Irradiation-enhanced Interactions at UO2/Al2O3/Al Interfaces

Abstract

Combustion synthesis is used to prepare thin UO2 films on aluminum alloy substrates. This simple preparation method involves electrospraying uranyl nitrate + acetylacetone + 2-methoxyethanol solution on the substrate, followed by a short annealing at 350 or 550 °C. The irradiation of films with a 40Ar2+ ion beam (energy of 1.7 MeV and fluences of 7.7 × 1016 and 1.3 × 1017 ions/cm2) is conducted to investigate irradiation-induced restructuring processes. High-resolution transmission electron microscopy (TEM) and X-ray photoelectron spectroscopy (XPS) investigations show that the annealing temperature significantly influences the crystallinity and stability of materials during irradiation. A small amount of Mg in the alloy substrate diffuses into the amorphous Al2O3 interfacial layer between the film and the substrate.
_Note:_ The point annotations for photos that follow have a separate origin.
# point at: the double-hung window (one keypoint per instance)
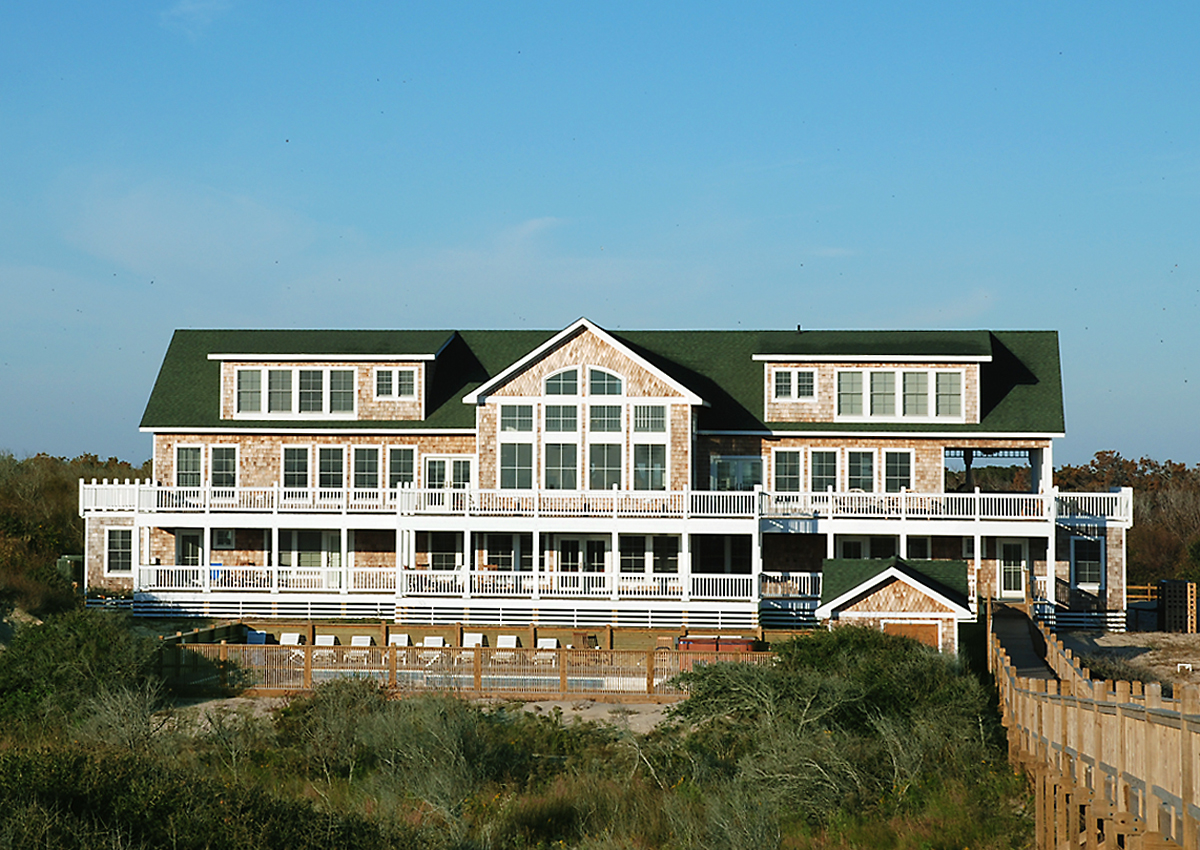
(401, 466)
(850, 394)
(250, 390)
(564, 383)
(366, 468)
(823, 466)
(897, 471)
(330, 468)
(604, 466)
(516, 466)
(279, 390)
(861, 471)
(787, 472)
(649, 466)
(225, 466)
(295, 467)
(187, 466)
(562, 466)
(795, 384)
(119, 555)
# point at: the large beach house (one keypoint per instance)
(586, 477)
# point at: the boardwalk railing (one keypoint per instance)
(1111, 764)
(478, 671)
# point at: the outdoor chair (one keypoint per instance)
(547, 651)
(505, 648)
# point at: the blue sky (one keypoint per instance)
(225, 163)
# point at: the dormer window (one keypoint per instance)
(900, 394)
(603, 383)
(564, 383)
(795, 384)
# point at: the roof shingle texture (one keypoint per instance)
(1021, 387)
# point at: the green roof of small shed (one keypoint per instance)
(843, 575)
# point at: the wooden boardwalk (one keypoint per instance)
(1113, 764)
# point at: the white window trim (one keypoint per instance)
(883, 467)
(774, 467)
(423, 467)
(237, 462)
(203, 459)
(387, 461)
(876, 477)
(899, 415)
(579, 383)
(133, 550)
(395, 384)
(381, 466)
(294, 413)
(309, 450)
(580, 468)
(792, 399)
(1001, 593)
(347, 473)
(1091, 586)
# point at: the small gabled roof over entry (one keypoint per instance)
(942, 584)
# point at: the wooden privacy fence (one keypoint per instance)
(1114, 765)
(473, 671)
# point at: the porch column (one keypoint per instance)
(537, 563)
(343, 538)
(685, 566)
(615, 563)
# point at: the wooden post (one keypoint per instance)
(1189, 706)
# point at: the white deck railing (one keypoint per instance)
(1111, 507)
(429, 582)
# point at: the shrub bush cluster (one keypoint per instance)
(852, 737)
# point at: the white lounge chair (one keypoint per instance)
(433, 647)
(360, 651)
(547, 651)
(325, 653)
(505, 647)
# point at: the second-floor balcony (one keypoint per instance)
(151, 498)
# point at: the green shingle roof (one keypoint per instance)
(1021, 384)
(843, 575)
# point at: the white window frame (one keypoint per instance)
(883, 468)
(1090, 586)
(108, 545)
(774, 468)
(547, 441)
(316, 471)
(793, 383)
(394, 371)
(875, 470)
(899, 415)
(175, 464)
(839, 465)
(579, 383)
(294, 412)
(237, 462)
(381, 466)
(387, 473)
(309, 452)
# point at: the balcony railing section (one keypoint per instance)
(127, 497)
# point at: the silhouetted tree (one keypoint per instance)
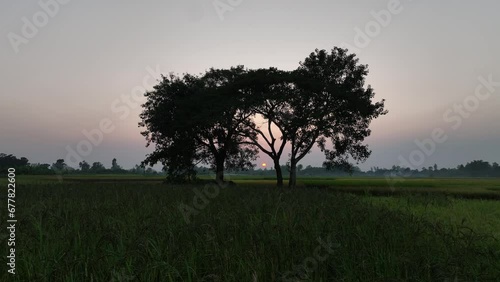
(330, 101)
(193, 119)
(268, 100)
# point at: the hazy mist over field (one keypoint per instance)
(87, 62)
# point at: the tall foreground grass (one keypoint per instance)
(136, 232)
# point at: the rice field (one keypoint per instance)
(134, 228)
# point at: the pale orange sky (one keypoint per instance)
(91, 53)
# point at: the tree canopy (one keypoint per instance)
(211, 118)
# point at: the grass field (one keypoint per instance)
(134, 228)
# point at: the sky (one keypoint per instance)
(73, 72)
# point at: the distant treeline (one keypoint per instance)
(477, 168)
(23, 166)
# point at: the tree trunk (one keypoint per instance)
(292, 182)
(219, 170)
(279, 173)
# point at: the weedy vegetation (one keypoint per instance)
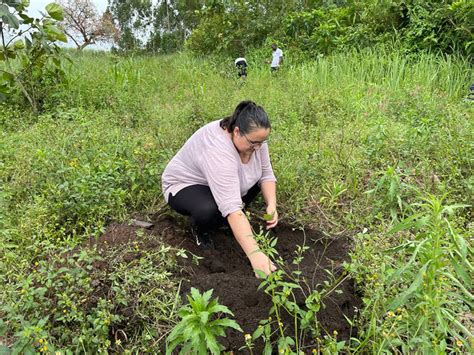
(372, 144)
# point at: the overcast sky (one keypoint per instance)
(38, 5)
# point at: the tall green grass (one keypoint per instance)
(358, 138)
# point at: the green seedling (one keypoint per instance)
(201, 323)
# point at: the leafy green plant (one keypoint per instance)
(200, 325)
(282, 286)
(33, 62)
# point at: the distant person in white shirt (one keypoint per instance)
(241, 65)
(277, 58)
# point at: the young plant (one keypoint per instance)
(200, 325)
(282, 286)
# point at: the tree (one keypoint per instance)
(83, 24)
(32, 60)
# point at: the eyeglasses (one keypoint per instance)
(255, 144)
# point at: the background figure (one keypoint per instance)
(277, 58)
(241, 65)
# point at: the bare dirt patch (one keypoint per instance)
(227, 271)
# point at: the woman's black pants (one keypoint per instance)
(197, 202)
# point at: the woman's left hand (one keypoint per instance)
(274, 221)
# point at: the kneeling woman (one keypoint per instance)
(223, 166)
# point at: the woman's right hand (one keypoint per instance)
(261, 262)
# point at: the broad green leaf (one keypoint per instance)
(55, 11)
(211, 342)
(204, 317)
(19, 44)
(258, 332)
(54, 33)
(226, 322)
(8, 18)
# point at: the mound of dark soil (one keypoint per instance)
(227, 271)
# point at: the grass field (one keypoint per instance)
(373, 145)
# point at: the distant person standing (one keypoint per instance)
(241, 65)
(277, 58)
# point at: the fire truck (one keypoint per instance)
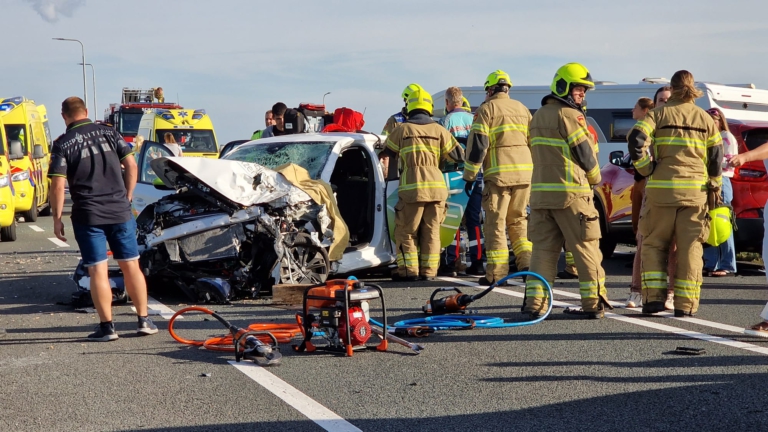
(126, 115)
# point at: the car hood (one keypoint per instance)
(242, 183)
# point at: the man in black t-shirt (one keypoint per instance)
(89, 157)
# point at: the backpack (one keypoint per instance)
(346, 120)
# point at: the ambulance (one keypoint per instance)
(28, 142)
(7, 206)
(192, 129)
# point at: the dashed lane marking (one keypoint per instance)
(643, 323)
(304, 404)
(58, 242)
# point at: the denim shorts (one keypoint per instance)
(93, 239)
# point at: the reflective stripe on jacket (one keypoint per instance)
(421, 149)
(687, 153)
(498, 143)
(564, 161)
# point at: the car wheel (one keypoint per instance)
(8, 233)
(31, 214)
(607, 244)
(307, 263)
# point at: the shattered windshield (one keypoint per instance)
(309, 155)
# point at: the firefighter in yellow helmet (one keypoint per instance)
(498, 143)
(422, 145)
(687, 152)
(565, 169)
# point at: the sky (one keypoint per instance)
(235, 58)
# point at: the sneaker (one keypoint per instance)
(635, 299)
(146, 326)
(653, 307)
(670, 303)
(476, 269)
(105, 332)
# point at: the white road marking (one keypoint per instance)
(304, 404)
(154, 307)
(58, 242)
(643, 323)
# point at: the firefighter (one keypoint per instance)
(565, 169)
(498, 143)
(421, 144)
(686, 167)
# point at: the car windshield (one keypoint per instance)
(129, 123)
(310, 155)
(191, 140)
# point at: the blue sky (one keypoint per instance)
(236, 58)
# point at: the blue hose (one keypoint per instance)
(446, 322)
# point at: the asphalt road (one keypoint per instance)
(563, 374)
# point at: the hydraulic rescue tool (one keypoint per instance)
(340, 310)
(258, 342)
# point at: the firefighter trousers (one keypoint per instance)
(578, 225)
(505, 212)
(660, 226)
(417, 237)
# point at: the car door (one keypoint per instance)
(145, 192)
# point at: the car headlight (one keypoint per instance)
(24, 175)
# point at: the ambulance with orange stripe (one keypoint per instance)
(28, 141)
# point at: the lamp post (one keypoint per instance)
(93, 80)
(82, 51)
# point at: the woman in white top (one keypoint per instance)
(760, 153)
(721, 260)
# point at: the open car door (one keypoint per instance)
(145, 192)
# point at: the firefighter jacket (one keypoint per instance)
(422, 145)
(498, 143)
(687, 153)
(565, 165)
(393, 122)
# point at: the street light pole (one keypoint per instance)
(93, 80)
(82, 51)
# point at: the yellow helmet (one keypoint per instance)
(570, 75)
(498, 77)
(410, 89)
(720, 226)
(420, 99)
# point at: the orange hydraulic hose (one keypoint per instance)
(284, 333)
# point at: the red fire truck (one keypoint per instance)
(126, 115)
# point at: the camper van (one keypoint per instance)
(610, 104)
(191, 129)
(27, 138)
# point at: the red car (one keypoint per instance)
(750, 192)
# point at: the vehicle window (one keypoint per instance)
(312, 156)
(620, 128)
(129, 122)
(755, 138)
(16, 133)
(191, 140)
(152, 152)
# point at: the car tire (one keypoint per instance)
(31, 214)
(607, 244)
(308, 254)
(8, 233)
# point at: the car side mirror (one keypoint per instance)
(17, 151)
(617, 158)
(37, 152)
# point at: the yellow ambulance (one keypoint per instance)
(7, 206)
(191, 129)
(27, 138)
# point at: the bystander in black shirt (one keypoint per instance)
(89, 156)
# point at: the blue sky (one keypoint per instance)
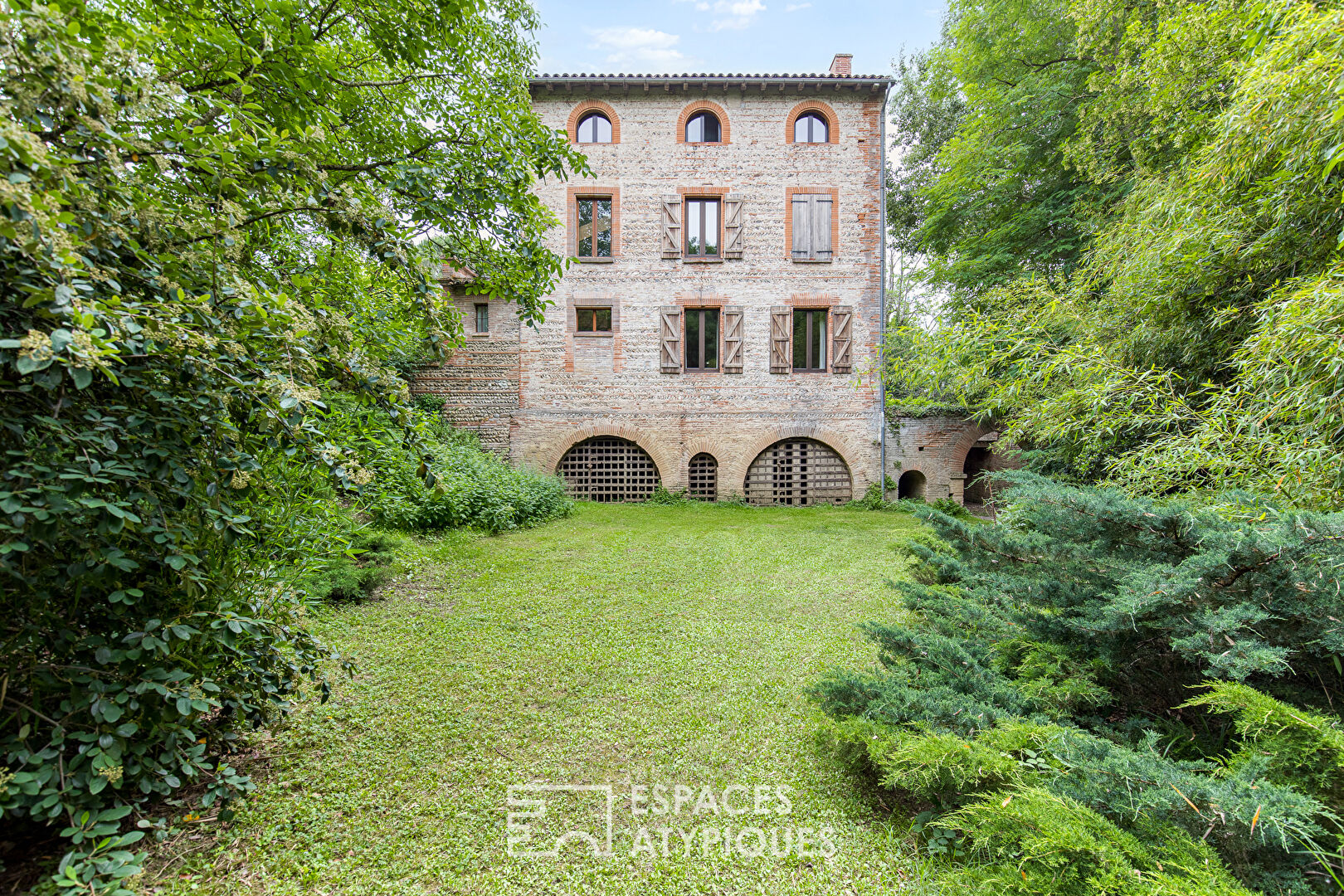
(747, 37)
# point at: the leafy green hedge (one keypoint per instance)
(1112, 694)
(446, 480)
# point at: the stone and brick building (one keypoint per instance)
(718, 329)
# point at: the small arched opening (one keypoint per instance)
(608, 469)
(912, 485)
(704, 477)
(977, 461)
(797, 473)
(594, 128)
(704, 128)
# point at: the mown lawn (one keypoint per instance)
(626, 645)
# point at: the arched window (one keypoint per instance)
(797, 473)
(704, 477)
(608, 468)
(811, 128)
(704, 128)
(594, 128)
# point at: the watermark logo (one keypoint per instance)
(544, 809)
(746, 821)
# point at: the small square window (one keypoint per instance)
(702, 227)
(702, 338)
(594, 227)
(593, 320)
(810, 340)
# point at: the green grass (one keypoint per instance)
(656, 645)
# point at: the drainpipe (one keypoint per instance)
(882, 321)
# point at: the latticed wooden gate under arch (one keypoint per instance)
(608, 469)
(702, 477)
(797, 473)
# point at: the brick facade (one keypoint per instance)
(535, 392)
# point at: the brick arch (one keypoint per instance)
(734, 470)
(670, 472)
(956, 453)
(821, 108)
(719, 450)
(593, 105)
(704, 105)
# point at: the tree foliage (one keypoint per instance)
(1195, 343)
(207, 204)
(1103, 694)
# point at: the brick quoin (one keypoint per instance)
(533, 392)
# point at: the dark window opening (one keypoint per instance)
(811, 129)
(593, 320)
(594, 128)
(810, 340)
(594, 232)
(704, 128)
(704, 477)
(702, 227)
(702, 338)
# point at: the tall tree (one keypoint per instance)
(182, 183)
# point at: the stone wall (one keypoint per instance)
(576, 386)
(938, 449)
(533, 394)
(479, 381)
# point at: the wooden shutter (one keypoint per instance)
(733, 338)
(821, 206)
(782, 332)
(812, 227)
(671, 227)
(801, 227)
(733, 226)
(841, 342)
(670, 336)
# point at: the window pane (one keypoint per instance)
(604, 229)
(711, 338)
(594, 129)
(711, 227)
(800, 340)
(693, 338)
(819, 340)
(693, 227)
(704, 128)
(585, 246)
(711, 128)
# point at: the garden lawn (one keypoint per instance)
(626, 645)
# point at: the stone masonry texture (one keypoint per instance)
(533, 394)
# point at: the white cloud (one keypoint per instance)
(639, 50)
(735, 14)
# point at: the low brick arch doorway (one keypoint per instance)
(608, 469)
(912, 485)
(797, 473)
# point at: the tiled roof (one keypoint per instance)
(700, 75)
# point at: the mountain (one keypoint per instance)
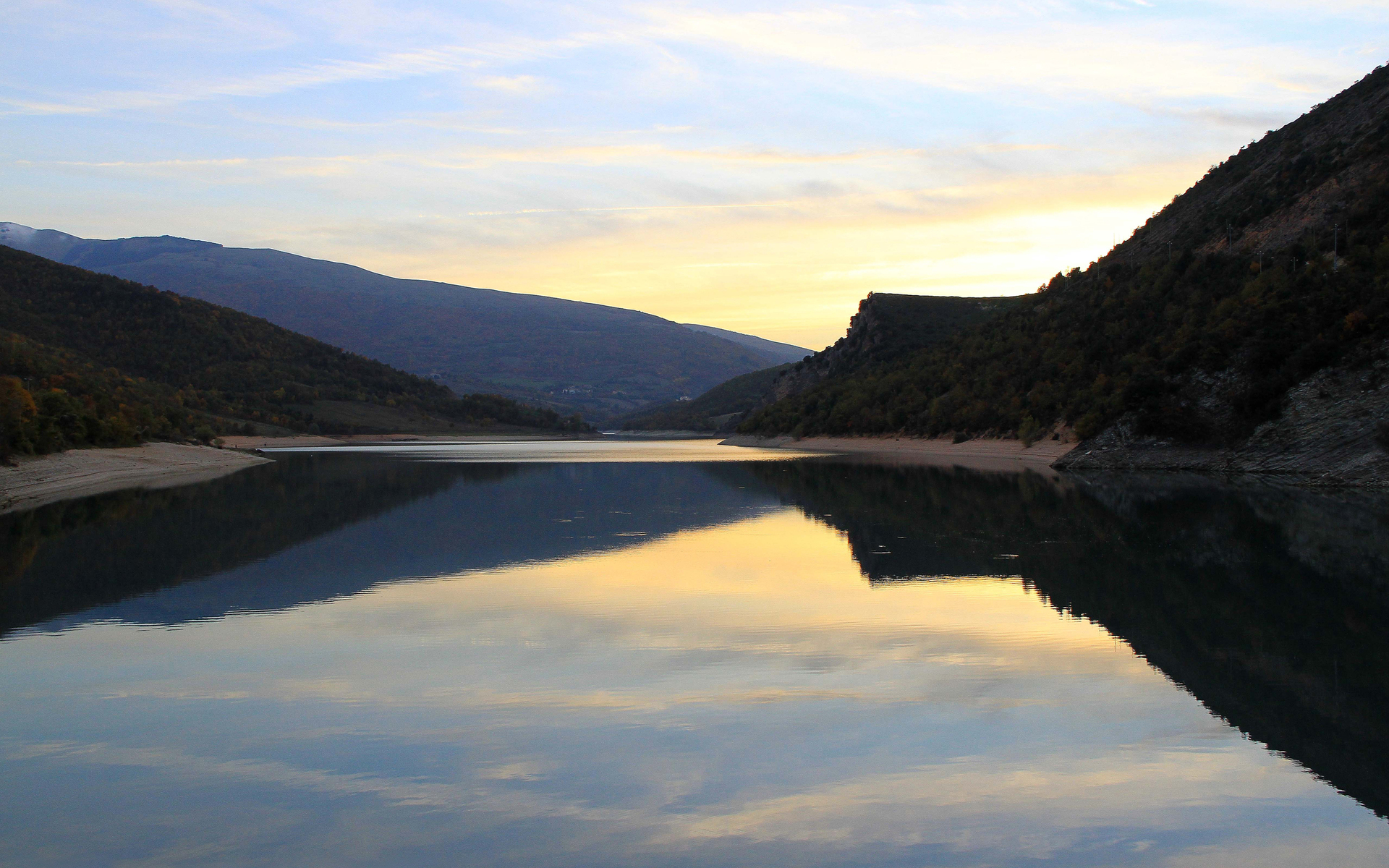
(1244, 327)
(885, 328)
(715, 410)
(88, 359)
(780, 353)
(564, 354)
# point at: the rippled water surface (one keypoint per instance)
(685, 655)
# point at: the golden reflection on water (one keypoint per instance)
(739, 685)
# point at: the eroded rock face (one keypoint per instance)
(1334, 430)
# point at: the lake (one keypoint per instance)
(646, 655)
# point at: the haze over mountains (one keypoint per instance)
(570, 356)
(92, 360)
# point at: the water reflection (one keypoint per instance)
(344, 522)
(765, 678)
(1262, 600)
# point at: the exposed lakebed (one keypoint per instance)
(684, 655)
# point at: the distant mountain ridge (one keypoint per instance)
(92, 360)
(551, 352)
(780, 353)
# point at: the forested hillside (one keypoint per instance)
(88, 359)
(710, 412)
(572, 356)
(1273, 267)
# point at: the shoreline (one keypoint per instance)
(982, 454)
(81, 472)
(250, 442)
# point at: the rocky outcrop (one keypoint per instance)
(886, 327)
(1334, 430)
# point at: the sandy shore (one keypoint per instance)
(92, 471)
(258, 442)
(977, 454)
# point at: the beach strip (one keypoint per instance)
(984, 453)
(81, 472)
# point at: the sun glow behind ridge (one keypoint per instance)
(757, 167)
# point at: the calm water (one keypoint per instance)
(684, 655)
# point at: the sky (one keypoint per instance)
(750, 166)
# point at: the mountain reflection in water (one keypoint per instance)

Local thermal spikes from the incoming ions facilitate the irradiation-induced mixing of immiscible Al2O3 and UO2 for the materials prepared at 350 °C. This mass diffusion produces relatively large cavities at the interface. Selective diffusion of a more significant amount of Mg for the materials prepared at 550 °C suppresses the mixing of the Al2O3 interlayer with the film but forms MgyU1–yO2±x solid solutions during irradiation. Local thermal heating triggers the precipitation of a discontinuous crystalline MgO layer close to the film surface. The enhanced and selective diffusion of Mg into the film makes the materials prepared at 550 °C more robust and mechanically stable than those prepared at 350 °C.